Alas, we haven't seem to come up with anything that filters in any 
remotely variable way.

Varactors work by backwards-biasing them; the capacitance allegedly 
changes with the bias. To get interesing C sweeps, you need to swing the 
bias between something like 5 to 14 or therabout volts. One issue is to 
get audio range cutoffs, you need a pretty high resistor (Brian's been 
trying 1 Mohm and 2 Mohm)

I suggested two ideas for him to try, and he's been banging his head on 
both. I'm afraid I may have led him astray, and could use y'alls help.

Brian sent me screenshots of  MultiSim schematics he made of the two 
ideas. The first is 
here:

http://users.ece.gatech.edu:80/~lanterma/Small_Varactor_Circuit.bmp

My idea was to run +CV through one diode set, and then -CV through 
another, to get a Q-point of zero volts inbetween them to feed our signal 
to; and then put the input through the resistor in an R-C structure, 
hoping that the C's at the CV points are then at "AC" ground. (To get 
higher capacitance, he's using a couple varacs in parallel; he bought the 
very last 5 varactors they had at Ack Electronics).

(The 1 kohm you see at the output is a load MultiSim wanted)

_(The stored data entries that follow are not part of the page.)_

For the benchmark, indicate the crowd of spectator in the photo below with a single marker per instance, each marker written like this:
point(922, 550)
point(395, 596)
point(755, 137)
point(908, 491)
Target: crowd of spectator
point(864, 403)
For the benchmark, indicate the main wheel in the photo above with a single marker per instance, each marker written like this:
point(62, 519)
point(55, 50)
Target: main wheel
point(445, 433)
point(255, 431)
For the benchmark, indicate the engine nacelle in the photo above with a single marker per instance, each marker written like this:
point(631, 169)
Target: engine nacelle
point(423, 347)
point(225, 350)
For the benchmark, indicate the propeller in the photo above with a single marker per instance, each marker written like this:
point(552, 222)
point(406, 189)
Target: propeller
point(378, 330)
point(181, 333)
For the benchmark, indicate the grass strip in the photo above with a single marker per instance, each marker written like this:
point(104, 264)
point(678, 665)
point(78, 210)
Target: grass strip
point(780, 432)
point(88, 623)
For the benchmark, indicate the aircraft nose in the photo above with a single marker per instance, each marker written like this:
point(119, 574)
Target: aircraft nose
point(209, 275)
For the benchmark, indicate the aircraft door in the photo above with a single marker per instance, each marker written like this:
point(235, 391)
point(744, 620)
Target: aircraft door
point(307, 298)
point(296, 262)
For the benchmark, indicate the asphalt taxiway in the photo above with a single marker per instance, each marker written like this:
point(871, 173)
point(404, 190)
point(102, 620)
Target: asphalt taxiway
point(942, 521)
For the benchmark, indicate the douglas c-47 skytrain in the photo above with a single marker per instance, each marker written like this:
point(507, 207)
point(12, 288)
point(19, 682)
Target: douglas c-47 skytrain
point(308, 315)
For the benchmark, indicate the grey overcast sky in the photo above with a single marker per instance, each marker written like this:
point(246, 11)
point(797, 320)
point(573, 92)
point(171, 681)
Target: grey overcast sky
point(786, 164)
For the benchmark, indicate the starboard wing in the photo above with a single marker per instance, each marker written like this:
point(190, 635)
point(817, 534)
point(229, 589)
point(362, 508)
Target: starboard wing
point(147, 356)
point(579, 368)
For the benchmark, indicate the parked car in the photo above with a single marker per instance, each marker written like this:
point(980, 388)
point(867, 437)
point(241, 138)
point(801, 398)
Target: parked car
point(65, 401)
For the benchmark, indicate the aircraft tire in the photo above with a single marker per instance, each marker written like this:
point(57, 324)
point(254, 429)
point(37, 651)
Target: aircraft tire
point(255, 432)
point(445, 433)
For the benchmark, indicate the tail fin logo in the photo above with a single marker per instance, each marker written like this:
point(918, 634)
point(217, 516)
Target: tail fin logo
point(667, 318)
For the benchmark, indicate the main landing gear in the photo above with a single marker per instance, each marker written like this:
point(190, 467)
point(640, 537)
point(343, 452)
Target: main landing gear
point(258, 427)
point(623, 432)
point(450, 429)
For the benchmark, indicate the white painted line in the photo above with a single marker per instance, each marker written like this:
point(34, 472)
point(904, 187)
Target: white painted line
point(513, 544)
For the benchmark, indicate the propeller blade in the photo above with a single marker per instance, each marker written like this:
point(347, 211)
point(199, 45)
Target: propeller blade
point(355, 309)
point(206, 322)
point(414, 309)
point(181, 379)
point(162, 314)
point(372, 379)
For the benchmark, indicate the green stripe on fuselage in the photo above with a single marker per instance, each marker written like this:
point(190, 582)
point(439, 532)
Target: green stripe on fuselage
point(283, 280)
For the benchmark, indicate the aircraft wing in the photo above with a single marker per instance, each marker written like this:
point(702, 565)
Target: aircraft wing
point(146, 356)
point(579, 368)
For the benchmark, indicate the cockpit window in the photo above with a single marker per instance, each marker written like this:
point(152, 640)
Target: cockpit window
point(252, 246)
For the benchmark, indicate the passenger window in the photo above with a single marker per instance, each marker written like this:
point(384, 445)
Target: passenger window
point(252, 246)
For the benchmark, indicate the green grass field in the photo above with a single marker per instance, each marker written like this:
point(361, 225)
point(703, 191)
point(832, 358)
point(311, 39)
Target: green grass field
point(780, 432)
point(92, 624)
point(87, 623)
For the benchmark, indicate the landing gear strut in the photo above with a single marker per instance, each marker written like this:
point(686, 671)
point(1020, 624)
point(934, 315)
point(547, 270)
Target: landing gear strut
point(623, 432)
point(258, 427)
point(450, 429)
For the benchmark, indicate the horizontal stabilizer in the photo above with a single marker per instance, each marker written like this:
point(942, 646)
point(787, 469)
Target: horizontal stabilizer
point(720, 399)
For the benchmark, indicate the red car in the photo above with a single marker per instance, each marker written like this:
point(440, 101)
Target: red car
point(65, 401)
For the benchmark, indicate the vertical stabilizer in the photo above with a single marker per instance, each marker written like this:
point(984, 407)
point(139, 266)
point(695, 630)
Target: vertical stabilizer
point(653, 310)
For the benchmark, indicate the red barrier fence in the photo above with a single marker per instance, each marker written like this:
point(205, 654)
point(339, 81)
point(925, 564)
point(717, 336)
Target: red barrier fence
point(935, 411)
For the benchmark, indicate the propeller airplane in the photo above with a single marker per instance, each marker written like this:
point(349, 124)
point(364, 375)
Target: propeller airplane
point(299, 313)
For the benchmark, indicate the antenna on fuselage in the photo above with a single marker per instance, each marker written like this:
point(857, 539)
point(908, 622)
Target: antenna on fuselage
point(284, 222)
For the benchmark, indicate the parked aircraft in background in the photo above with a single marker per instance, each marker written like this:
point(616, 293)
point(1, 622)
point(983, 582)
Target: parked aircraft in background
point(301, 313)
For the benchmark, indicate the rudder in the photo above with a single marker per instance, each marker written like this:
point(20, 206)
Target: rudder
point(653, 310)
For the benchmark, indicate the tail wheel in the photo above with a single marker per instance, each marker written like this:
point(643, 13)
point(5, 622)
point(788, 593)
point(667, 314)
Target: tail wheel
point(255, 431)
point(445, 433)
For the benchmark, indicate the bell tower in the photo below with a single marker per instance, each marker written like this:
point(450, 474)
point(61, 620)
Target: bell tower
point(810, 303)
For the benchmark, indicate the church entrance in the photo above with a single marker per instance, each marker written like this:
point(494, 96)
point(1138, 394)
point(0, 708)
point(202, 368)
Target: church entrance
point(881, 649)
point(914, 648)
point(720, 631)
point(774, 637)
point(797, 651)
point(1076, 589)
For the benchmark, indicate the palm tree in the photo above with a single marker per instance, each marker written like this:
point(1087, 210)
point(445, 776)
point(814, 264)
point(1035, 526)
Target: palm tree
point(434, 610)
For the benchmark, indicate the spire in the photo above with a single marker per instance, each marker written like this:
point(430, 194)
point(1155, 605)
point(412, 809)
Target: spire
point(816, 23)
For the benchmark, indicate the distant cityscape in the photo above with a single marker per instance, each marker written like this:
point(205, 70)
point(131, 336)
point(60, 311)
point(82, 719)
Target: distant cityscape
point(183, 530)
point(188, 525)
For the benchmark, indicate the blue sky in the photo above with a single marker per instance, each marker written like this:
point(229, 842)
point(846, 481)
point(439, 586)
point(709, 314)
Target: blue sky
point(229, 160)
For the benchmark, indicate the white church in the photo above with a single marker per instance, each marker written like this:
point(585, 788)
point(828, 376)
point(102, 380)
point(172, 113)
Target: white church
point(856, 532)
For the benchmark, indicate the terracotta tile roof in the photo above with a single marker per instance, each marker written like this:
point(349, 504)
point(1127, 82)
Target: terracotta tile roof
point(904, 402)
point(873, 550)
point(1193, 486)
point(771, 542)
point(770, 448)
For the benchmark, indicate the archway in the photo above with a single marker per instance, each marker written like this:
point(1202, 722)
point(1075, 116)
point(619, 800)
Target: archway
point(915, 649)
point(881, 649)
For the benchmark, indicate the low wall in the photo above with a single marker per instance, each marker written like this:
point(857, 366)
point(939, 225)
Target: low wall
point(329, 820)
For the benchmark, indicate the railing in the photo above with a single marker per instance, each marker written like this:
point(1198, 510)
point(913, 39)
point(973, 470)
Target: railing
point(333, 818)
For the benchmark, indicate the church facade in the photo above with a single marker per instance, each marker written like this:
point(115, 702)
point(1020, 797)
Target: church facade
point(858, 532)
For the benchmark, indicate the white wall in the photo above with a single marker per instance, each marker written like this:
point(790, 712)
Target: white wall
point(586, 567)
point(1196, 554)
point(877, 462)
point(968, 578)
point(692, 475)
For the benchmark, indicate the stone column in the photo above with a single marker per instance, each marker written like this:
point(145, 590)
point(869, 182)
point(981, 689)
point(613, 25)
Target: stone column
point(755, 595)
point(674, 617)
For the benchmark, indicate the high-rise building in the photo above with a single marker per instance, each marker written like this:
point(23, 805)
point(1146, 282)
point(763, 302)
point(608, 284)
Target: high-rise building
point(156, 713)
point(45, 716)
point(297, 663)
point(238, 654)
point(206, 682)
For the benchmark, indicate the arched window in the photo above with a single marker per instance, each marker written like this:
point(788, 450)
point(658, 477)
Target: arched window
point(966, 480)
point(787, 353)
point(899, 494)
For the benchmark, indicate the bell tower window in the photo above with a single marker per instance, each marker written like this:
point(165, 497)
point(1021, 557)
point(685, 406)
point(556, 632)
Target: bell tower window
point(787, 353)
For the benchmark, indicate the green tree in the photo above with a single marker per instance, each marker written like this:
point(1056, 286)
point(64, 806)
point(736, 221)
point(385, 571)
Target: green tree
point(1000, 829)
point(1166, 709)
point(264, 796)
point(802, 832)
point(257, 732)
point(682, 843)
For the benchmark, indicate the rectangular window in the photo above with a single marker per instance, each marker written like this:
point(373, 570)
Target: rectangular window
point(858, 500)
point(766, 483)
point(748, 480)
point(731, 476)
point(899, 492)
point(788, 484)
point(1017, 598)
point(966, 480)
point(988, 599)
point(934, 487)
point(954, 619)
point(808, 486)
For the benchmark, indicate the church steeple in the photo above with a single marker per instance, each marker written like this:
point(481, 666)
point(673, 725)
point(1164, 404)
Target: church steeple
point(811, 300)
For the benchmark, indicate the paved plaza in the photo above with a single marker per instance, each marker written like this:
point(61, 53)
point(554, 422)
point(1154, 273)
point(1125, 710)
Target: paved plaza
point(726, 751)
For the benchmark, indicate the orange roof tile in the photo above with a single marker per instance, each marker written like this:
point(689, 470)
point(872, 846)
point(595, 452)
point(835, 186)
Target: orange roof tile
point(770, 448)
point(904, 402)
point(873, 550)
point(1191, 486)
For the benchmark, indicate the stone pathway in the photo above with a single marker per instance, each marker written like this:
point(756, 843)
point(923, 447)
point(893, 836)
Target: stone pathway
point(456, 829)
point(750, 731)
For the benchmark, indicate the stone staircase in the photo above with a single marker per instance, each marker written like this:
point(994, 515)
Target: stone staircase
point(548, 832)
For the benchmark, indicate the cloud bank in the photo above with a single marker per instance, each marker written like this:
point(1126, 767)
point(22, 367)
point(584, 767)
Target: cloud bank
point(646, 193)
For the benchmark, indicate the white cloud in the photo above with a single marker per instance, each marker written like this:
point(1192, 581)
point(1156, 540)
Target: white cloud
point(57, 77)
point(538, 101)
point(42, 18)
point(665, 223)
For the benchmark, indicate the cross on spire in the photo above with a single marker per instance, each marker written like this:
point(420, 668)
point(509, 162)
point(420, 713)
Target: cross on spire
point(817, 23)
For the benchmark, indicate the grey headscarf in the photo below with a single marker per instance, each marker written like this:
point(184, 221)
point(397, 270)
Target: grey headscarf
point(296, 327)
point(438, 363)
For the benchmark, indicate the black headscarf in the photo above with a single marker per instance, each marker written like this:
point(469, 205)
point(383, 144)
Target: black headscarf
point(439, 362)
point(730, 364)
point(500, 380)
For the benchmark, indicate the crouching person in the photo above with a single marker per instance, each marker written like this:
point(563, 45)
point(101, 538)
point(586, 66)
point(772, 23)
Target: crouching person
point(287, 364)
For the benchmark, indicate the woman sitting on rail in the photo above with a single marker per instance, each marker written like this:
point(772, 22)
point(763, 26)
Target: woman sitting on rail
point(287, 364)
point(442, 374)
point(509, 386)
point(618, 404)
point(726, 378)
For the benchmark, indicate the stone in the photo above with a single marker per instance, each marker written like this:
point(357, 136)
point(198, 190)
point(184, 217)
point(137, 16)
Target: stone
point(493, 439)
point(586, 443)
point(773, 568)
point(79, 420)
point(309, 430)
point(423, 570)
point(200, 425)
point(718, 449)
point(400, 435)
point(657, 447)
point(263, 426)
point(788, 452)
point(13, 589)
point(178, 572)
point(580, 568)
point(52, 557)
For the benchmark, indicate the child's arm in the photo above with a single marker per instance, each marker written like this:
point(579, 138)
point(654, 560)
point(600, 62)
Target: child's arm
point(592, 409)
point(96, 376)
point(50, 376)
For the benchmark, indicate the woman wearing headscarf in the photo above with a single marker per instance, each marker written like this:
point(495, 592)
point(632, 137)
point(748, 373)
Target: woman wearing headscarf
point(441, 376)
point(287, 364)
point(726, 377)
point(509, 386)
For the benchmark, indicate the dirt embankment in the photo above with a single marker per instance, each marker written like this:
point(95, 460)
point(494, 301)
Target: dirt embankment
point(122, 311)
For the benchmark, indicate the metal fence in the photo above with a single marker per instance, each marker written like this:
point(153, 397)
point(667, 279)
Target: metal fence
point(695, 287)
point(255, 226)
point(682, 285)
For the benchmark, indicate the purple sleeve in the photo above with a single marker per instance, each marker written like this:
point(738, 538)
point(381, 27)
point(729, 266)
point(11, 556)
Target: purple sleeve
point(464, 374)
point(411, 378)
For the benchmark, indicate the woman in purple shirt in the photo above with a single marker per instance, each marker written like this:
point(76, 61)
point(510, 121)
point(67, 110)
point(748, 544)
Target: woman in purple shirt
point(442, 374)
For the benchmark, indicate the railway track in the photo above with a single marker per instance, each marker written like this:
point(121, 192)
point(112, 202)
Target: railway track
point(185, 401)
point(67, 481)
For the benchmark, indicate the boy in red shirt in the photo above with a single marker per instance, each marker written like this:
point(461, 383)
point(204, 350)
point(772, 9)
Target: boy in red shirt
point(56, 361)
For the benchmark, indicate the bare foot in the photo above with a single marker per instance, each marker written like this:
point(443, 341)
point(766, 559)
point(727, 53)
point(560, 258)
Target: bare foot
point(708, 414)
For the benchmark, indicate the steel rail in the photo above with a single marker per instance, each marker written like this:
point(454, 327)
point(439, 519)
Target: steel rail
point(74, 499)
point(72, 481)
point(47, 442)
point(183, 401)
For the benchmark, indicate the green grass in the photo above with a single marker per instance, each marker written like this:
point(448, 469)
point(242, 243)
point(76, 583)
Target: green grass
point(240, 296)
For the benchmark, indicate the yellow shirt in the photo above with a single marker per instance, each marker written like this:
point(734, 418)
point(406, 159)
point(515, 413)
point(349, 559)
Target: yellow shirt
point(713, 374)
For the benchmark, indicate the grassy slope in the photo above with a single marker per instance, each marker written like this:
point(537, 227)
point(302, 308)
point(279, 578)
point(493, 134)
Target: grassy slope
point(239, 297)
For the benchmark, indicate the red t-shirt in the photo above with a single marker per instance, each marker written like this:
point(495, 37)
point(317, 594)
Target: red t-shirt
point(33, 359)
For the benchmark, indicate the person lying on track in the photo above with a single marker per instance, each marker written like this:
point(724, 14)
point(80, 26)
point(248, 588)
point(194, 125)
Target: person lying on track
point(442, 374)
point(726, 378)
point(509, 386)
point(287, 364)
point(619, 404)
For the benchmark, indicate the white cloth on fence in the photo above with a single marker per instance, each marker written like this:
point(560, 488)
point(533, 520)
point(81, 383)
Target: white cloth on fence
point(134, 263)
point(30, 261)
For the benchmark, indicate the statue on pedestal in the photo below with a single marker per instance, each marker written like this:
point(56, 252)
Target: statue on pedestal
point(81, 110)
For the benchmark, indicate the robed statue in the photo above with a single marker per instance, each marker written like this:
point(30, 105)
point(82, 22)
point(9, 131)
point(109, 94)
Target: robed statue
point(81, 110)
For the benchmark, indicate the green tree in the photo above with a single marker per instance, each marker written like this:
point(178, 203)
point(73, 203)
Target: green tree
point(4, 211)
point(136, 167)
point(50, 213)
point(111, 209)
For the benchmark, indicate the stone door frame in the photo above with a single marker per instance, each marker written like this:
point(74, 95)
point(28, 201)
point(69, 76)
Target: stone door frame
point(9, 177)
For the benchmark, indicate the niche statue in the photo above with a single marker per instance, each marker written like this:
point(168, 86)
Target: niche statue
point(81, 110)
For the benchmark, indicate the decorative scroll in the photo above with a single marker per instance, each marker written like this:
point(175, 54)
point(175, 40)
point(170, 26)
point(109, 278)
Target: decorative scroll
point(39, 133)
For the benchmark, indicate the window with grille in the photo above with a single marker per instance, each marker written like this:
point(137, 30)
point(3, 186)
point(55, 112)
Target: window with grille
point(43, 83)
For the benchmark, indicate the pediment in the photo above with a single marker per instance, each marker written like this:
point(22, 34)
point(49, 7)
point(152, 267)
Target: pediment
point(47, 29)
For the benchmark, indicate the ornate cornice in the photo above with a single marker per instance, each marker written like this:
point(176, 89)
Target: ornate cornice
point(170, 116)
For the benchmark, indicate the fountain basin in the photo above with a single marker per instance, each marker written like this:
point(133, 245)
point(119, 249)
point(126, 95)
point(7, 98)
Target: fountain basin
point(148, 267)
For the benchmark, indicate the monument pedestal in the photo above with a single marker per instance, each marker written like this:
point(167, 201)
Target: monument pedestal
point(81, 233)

What's very odd is that if you measure point C to ground, and point A to 
ground, and point B to ground, and then measure C to A, the various 
voltages make sense. But... if you measure C to B and then add the voltage 
from B to A... that's a few volts lower, it seems, than measuring straight 
from C to A. I'm at a loss to explain why... I wondered if there was too 
much current and we were losing voltage in the wires, but measuring 
voltage drops at various connection points along the wires didn't yield 
anything interesting. Confusing...

My second (more complex) idea is here:

http://users.ece.gatech.edu:80/~lanterma/Large_Varactor_Circuit.bmp

>From Moog ladder type of things I got the idea to add the CV to the input 
on one "channel" and then subtract the CV from the input on another 
"channel," and then run each of these through an R-C style structure with 
the varacs as the C. Then, adding the two "channels" together should 
cancel the CVs and give you the filtered signal.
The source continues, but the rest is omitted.